Accelerometers could be single or three axis devices an average single axis system is packaged inside a 25 x 25 mm casing weighing 45 grams. This includes a pendulum (proof-mass) that senses acceleration. Relative displacement between your pendulum and casing is thought with a high gain capacitance pick-off and two coils.
A shut loop servomechanism feedback signal (proportional to acceleration) will be amplified and demodulated. This feedback signal (analogue current or digital pulses) is used towards the coils to restrain the pendulum in the null position.
The feedback needed to keep the null position is proportional towards the thought acceleration this becomes the accelerometer’s output signal. Due to the high gain from the servomechanism electronics used, pendulum displacements are restricted to microradians. An important temperature sensor provides thermal compensation. The IRU contains three devices, calculating acceleration within the longitudinal, lateral and normal axes from the aircraft.

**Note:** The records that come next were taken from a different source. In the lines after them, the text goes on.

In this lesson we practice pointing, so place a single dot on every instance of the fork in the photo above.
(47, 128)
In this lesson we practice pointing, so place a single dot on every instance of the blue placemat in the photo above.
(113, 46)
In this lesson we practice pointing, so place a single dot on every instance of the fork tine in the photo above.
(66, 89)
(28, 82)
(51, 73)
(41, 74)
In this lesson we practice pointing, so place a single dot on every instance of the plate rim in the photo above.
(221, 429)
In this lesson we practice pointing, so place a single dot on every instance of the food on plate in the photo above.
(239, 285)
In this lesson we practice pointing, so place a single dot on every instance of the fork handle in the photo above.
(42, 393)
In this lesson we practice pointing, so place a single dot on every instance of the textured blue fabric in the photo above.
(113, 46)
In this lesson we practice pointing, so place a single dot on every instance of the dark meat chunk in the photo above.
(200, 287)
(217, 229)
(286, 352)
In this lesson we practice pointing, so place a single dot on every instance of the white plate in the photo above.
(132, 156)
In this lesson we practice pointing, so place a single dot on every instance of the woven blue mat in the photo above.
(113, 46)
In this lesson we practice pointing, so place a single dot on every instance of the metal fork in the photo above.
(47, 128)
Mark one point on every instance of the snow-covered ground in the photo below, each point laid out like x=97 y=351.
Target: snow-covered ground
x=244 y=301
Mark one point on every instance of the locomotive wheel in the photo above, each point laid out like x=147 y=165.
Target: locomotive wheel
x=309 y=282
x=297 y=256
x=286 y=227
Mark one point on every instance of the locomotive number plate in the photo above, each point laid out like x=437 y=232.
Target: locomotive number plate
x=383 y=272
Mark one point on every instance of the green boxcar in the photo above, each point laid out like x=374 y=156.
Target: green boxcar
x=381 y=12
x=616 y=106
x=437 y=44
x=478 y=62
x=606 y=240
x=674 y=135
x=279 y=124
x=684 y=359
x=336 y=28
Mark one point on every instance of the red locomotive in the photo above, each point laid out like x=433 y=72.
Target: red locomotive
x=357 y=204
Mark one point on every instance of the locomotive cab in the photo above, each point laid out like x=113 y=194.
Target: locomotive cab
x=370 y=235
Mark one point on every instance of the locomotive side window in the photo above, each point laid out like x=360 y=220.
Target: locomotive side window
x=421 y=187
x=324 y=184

The main sensors utilized in inertial satnav systems are accelerometers and gyros to look for the aircraft’s movement. These sensors provide outputs which are processed to supply fundamental navigation data.
The inertial navigation system must set up a local attitude reference and direction of true north for navigation purposes. In this process, the aircraft shouldn’t be moved.
MEMS based sensors
Developments in micro-electromechanical systems (MEMS) technologies have brought to plastic accelerometers which are more reliable and could be manufactured onto a built-in circuit. MEMS may be the integration of mechanical elements, sensors and electronics on the common plastic substrate through micro-fabrication technology.